Suspend disbelief and take a ride on our magic carpet as we merge imaginative storytelling, cultural exchange, and timeless human fascination with the extraordinary!
Issue 119 - Savoir Faire
All eyes turned to Paris this summer with the 2024 Summer Olympics. At Selvedge, they were swept along by the excitement and it brought their attention to savoir-faire, the French concept of expertise in textiles.
This issue we look at the 50th anniversary of the Battle at Versailles – the evening a sociocultural shift took place that resonates today. The editorial examines the past iterations of Savoir-faire found in irresistible flea market finds. We rubbed shoulders with the dealers on Sunday morning at Porte de Clignancourt, picking up some soft but sturdy vintage linen so appealing to contemporary designers, French slow fashion brand École de Curiosités, Camiceria Eri bespoke shirtmakers and Sasaki-Yohinten from Japan, and New York-based something in the air, as well as the Selvedge team.
We venture north to Méru and discover the Musée de la Nacre (Mother of Pearl) housed in an impressive nineteenth-century former button factory. Here we learn that by 1900 shells were of greater value than pearls - and world markets were using the shells for cutlery handles, inlay work, and millions of beautiful buttons, some of which made their way onto the First Nation blankets and the working dress of the Pearlies in the East End of London.

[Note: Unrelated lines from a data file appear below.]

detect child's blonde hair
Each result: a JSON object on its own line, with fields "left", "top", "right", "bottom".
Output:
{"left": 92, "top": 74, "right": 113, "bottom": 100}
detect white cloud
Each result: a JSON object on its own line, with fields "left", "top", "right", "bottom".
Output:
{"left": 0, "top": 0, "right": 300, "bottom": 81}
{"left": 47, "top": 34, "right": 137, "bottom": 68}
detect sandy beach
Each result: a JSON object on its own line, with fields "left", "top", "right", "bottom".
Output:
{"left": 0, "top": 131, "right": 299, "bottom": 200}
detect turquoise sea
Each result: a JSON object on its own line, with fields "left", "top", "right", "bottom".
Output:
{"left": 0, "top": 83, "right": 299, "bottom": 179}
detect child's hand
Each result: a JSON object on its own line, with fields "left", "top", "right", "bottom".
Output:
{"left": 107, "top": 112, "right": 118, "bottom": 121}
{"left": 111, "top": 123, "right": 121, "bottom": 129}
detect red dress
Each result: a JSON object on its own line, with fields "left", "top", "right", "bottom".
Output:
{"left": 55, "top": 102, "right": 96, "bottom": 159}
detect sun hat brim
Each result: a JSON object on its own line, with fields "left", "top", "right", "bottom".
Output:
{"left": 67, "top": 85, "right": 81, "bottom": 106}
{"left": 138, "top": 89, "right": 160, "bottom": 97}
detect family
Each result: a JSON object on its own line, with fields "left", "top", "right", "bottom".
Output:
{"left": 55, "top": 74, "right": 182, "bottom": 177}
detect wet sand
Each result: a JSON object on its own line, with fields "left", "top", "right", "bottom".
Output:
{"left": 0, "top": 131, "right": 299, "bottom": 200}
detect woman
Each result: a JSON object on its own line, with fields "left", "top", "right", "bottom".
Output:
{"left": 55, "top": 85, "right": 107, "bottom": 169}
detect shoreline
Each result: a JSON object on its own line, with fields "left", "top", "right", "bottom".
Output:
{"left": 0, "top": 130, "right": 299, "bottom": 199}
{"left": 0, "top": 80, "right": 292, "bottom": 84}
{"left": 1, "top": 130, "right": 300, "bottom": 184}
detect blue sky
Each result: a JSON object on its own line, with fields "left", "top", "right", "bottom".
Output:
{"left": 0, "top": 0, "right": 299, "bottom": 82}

Continuing our endeavor, we root around Catherine Legrand's Parisian Pied-à-terre and find it packed with textile treasures from around the world collected during the lifetime of a true adventurer.
Traditional savoir-faire, a treasure trove of textile expertise, is diligently kept alive by the petites mains; such as the pleater Karen Grigorian, who inherited skills from the 19th-century modiste and draws inspiration from 20th-century Autochromes from the Salon du Gout Francais – Nadia Albertini takes us behind the scenes at his atelier. Looking to the future once again French savoir-faire is leading the fashion world with new legislation Loi AGEL (Loi Anti-gaspillage pour une encomie curculaire) requiring every product imported into France to be accompanied by a passport that provides compulsory sustainability and circularity information for the item - bravo!